Yes, I understood that. I didn't mean to suggest that it was an open
question, just that it was a basic question. Answering it as we have
has some implications that I don't fully understand yet. More on that
in a second.
Personally, I think we could leave the issue of whether remote classes
exist or are instantiable unspecified for now. It would give those of
you who are trying to sort out the meta-object protocol more freedom,
and I don't think it would place an unreasonable burden on programmers.
This misses the major point from my message (looking back at my message,
the point is obscured). The funny thing about specifying `meta-level'
behavior is that while we can specify minimal behavior, we can't specify
minimally. In short, I think we have to take a stand on whether there
are remote metaobjects or not.
We must decide so that users who define their own metaobject classes can
know under what conditions those classes will be instantiated. If a
user defined metaobject class is instantiated in the remote environment
some things will be `different'. At the very least it will have these
funny remote functions. User code needs to know that it must deal with
this.
I believe it is possible to take a minimal stance on what we specify.

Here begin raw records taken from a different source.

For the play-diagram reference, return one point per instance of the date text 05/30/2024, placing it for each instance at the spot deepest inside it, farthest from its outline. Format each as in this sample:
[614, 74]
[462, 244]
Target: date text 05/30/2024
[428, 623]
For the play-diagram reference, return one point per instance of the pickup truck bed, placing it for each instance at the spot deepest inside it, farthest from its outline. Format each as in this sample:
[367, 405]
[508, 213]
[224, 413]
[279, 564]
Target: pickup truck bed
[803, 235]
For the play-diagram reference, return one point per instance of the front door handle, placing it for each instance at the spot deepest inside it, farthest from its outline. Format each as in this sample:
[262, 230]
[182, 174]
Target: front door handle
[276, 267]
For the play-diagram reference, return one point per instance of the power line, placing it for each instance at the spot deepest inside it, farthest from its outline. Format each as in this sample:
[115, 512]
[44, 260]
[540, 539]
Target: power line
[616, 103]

One such workable minimal stance is to say that no portable metaobject
class will ever be instantiated in the remote environment. In this
scheme, the implementation could instantiate its own metaobjects in the
remote environment, and it could instantiate placeholders for user
metaobjects as well. This would make it possible to do the kind of file
compilation we all know and love when doing normal programming. Only
portable `compilers' would have to use the load, then compile approach.